Right about now, you might be thinking I’m not much on Australia Day. Not true. But I like to be real about it.
On the whole, it’s a pretty nice day off. It’s what you’d get if the U.S. Thanksgiving Day and Independence Day shacked up and popped out a sprog. It’s about reflection and gratitude and flag waving and families. It’s day that I personally like to just sit and stare at the cloudless sky. For me, Austrayaday is about doing less not more. It’s a day to think about what it means to be Australian. What—or who—might be here if someone else had thought to pull up and put a ring on Australia, instead of just cruising down up the coast and giving her a how you doin’ kind of smile. Would we be a Dutch colony—Batavia-but-one? Maybe it would be China enjoying the great economic benefits of our minerals and industry (oh, wait…).

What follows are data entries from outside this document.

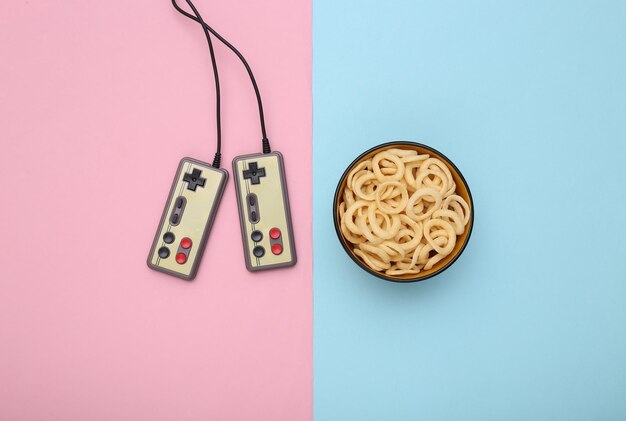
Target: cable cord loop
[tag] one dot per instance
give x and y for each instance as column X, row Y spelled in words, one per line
column 265, row 142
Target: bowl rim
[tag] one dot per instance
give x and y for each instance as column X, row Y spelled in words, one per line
column 336, row 222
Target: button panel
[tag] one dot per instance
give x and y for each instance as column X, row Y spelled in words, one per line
column 258, row 251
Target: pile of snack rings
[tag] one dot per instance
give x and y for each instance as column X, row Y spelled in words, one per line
column 400, row 212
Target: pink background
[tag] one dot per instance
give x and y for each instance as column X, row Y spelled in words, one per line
column 98, row 102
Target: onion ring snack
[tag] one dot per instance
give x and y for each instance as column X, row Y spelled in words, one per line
column 403, row 211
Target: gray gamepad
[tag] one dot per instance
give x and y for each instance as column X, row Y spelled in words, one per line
column 264, row 213
column 187, row 218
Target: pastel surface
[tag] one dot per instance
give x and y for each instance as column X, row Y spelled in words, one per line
column 99, row 102
column 527, row 98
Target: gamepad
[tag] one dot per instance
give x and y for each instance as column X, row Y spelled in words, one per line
column 264, row 213
column 187, row 218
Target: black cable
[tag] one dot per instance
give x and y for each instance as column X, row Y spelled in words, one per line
column 217, row 160
column 265, row 141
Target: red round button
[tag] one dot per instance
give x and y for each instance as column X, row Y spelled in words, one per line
column 185, row 243
column 181, row 258
column 277, row 248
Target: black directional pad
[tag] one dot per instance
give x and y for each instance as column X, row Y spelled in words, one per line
column 194, row 179
column 254, row 173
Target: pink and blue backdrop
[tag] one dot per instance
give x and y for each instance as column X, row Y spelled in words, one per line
column 99, row 101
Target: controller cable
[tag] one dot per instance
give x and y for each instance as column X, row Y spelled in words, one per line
column 217, row 160
column 264, row 141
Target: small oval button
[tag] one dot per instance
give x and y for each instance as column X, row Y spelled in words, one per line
column 164, row 252
column 256, row 236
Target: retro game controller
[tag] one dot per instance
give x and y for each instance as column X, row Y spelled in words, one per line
column 187, row 218
column 264, row 211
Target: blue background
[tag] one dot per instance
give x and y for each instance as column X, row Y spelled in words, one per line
column 529, row 100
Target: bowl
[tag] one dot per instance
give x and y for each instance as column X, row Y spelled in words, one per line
column 462, row 189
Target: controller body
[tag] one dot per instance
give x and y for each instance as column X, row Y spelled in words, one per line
column 264, row 212
column 187, row 218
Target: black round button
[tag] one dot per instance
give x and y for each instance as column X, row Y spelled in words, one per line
column 256, row 236
column 258, row 251
column 164, row 252
column 169, row 237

I’m not blind to the truth that Australians enjoy the benefits of being the world’s 12th largest economy with the 5th highest (per capita) income. We may get all angsty about pollution in our rivers and exploitation of our resources and social injustice but not about whether our family will eat today or which of them will survive the next pandemic or military action.
What a supreme luxury.
As the Aussies say, we’re on pretty good pasture.
No, she’s no longer the perfect ecosystem she once was, but Australia is still pretty darned gorgeous even with stretchmarks. She ranks high in quality of life, health, education, and economic, civil and political freedoms. And she has some of the best natural landscapes in the world. I have a comfortable shelter over my head, food in the fridge, electricity running that fridge and the freedoms and education to be able to whine about everything written above. People died for that. The land died for that.
That’s not nothing.
And so I am grateful today, Australia, to have a relationship with you. Sure we have baggage, and we’re not always perfect companions, but on the whole I’m super happy that it’s you I get to come home to at night and you that keeps me safe. I may have a wandering eye when it comes to travel, but it’s always you that I want to come back to.
Australia, I’ll happily put a ring on you.